Having csv-files with the European number format style (1234.56 -> 1.234,56) should be handeled by a readr
function or fread()
. Even though read_csv2()
should be exactly designed for this task, it basically ignores the specification. It only guesses the number formatting automatically. This is problematic if the first numbers with more than 3 digits appear only at the end of the file, i.e. after guess_max
is reached (1000 by default).
How can I enforce the correct formatting programmatically?
library(readr)
data <- data.frame(var1 = c("", 4, 5, "124.392,45"),
var2 = c(1, 2, "4.783.194,43", 7))
write_csv2(data, "data.csv")
read_csv2("data.csv", guess_max = 2,
locale = locale(decimal_mark = ",", grouping_mark = "."))
# # A tibble: 4 x 2
# var1 var2
# <dbl> <dbl>
# 1 NA 1
# 2 4 2
# 3 5 NA
# 4 NA 7
read_csv2("data.csv", guess_max = 3,
locale = locale(decimal_mark = ",", grouping_mark = "."))
# # A tibble: 4 x 2
# var1 var2
# <dbl> <dbl>
# 1 NA 1
# 2 4 2
# 3 5 4783194.
# 4 NA 7
read_delim("data.csv", delim = ";", guess_max = 3,
locale = locale(decimal_mark = ",", grouping_mark = "."))
# # A tibble: 4 x 2
# var1 var2
# <dbl> <dbl>
# 1 NA 1
# 2 4 2
# 3 5 4783194.
# 4 NA 7
Setting the col_types
beforehand seems to help. In this case numeric.

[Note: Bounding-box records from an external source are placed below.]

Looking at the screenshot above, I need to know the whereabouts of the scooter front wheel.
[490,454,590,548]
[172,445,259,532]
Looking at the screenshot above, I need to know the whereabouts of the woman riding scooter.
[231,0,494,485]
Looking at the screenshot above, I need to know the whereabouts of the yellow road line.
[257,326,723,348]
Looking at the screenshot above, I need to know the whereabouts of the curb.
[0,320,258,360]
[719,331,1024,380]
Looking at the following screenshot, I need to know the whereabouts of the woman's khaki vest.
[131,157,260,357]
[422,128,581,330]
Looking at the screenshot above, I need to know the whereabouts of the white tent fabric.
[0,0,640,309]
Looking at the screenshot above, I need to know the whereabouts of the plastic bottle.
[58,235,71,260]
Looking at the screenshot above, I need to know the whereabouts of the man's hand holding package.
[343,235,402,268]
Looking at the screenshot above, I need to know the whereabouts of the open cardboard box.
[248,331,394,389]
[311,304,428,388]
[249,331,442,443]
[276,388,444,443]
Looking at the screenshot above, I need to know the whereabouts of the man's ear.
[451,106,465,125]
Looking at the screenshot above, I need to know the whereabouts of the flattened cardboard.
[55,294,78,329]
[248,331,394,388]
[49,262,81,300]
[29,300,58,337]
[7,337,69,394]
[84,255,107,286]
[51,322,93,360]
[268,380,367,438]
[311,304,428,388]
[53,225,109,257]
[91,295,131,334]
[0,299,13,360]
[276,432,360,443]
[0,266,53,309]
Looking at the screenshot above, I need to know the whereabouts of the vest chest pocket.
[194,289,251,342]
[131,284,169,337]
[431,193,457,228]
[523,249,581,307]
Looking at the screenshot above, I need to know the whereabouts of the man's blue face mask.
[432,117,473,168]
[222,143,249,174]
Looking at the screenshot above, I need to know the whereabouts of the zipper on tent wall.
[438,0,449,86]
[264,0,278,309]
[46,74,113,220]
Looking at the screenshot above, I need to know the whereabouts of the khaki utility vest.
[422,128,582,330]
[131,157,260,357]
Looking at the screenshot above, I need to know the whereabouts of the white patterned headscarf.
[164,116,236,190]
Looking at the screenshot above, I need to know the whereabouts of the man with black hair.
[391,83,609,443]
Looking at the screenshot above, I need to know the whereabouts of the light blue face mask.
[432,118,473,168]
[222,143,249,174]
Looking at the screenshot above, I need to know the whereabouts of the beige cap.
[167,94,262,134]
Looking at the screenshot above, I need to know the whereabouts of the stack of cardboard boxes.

col_number() [n], numbers containing the grouping_mark
result <- read_csv2("data.csv",
# guess_max = 2, not needed if col_types are specified
col_types = cols(var1 = col_number(),
var2 = col_number()),
locale = locale(decimal_mark = ",", grouping_mark = "."))
result
# A tibble: 4 x 2
var1 var2
<dbl> <dbl>
1 NA 1
2 4 2
3 5 4783194.
4 124392. 7
As Adam pointed out, if you set the col_types, no need for guessing as col_types needs to be the same length as the columns you want to read in.